“Since, therefore, they have their parents for teachers, they not only are taught everything ungrudgingly but also at the same time they give heed to the precepts of their teachers with a most unwavering trust. Furthermore, since they are bred in these teachings from childhood up, they attain a great skill in them, both because of the ease with which youth is taught and because of the great amount of time which is devoted to this study.” — Diodorus Siculus
British comedian John Oliver took shots at homeschooling and homeschool parents the other night, describing the curriculum followed by most homeschool parents as “pretty troubling,” and he laments the lax homeschool laws in the United States, saying that such statutory leeway leads to a situation in which parents “don’t have to teach their kids anything at all.”
One wonders what type of childhood Oliver had if he thinks it common that parents wouldn’t want to teach their kids everything and anything that could help them, whether they had to or not.
Oliver continues his criticism, describing the American homeschool community as “rightwing parents afraid of hypothetical third-grade lube demonstrations.” He goes on to criticize unregulated homeschooling, saying that homeschool instruction can be so “bad it can get basically nonexistent.”
Quickly, the idea that the sexualization of children is an official part of the elementary school curriculum is hardly “hypothetical.” Would that it were, Mr. Oliver. Perhaps you’ve not heard of the all-too-true horror stories, stories of children being forced to submit to sexual “education” demonstrations that, frankly, would make Caligula blush.
Consider, for example, the suggested sex-ed curriculum promoted by the United Nations. Here’s a brief description of the proposed perversion as reported by The Epoch Times:
Comprehensive sex education in the United States and around the world is becoming progressively more extreme, with tiny children now being exposed to obscenity, perversion, sexualization, LGBT propaganda, and more.
In 2018, UNESCO released “international technical guidance on sexuality education” urging schools to teach children about “sexual pleasure,” masturbation, and “responses to sexual stimulation” before they even turn 10. By 12, the standards call for children to be taught that “non-penetrative sexual behaviors” can be “pleasurable.”
Such sickness being promoted by politicians is compelling evidence of not only the decline of the West, but of the desperate need for more homeschooling.

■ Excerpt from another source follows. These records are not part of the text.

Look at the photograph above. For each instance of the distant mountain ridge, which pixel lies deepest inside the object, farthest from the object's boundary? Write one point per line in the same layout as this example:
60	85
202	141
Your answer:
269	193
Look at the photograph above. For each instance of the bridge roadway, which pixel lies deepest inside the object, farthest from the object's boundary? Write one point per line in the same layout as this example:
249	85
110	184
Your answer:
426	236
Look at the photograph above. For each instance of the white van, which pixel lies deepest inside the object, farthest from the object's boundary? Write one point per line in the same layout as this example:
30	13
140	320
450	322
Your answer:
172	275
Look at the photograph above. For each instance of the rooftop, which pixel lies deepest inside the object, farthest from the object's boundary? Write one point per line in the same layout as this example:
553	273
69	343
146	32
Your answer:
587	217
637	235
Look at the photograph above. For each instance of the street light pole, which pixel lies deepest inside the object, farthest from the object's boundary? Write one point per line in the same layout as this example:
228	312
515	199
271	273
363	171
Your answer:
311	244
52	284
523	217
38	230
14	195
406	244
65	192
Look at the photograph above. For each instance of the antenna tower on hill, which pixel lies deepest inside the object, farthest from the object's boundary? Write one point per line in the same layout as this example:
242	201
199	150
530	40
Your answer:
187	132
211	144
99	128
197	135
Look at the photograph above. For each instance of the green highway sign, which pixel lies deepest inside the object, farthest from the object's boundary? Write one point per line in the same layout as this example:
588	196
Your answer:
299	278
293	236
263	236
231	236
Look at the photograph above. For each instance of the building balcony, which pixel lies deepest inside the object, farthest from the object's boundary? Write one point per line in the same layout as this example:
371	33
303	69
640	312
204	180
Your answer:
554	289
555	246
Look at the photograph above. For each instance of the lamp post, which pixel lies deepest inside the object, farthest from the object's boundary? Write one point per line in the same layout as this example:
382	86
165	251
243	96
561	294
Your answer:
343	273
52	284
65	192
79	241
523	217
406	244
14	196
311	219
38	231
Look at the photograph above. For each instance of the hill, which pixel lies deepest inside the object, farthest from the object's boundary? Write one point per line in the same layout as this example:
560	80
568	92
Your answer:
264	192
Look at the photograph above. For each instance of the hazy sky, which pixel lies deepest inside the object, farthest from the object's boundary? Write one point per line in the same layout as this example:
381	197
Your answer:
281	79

As for Oliver’s claim that homeschooled children aren’t actually being educated, consider the, by now, undeniable fact that home-educated children typically score 15 to 25 percentile points above public-school students on standardized academic achievement tests. Not to mention a study led by Clive Belfield, an educational researcher, revealing that the average score on the verbal section of the SAT for homeschooled students was 1,093.1, while the average score in public school students was 1,012.6. That means homeschooling children performed better and got 80.5 more points than the public-school average.
Then, there is this headline from Business Insider:
“While homeschoolers might still live on the margins of the US education system — they only make up 3.4% of America’s student body — the leading research suggests the education they receive is second-to-none.”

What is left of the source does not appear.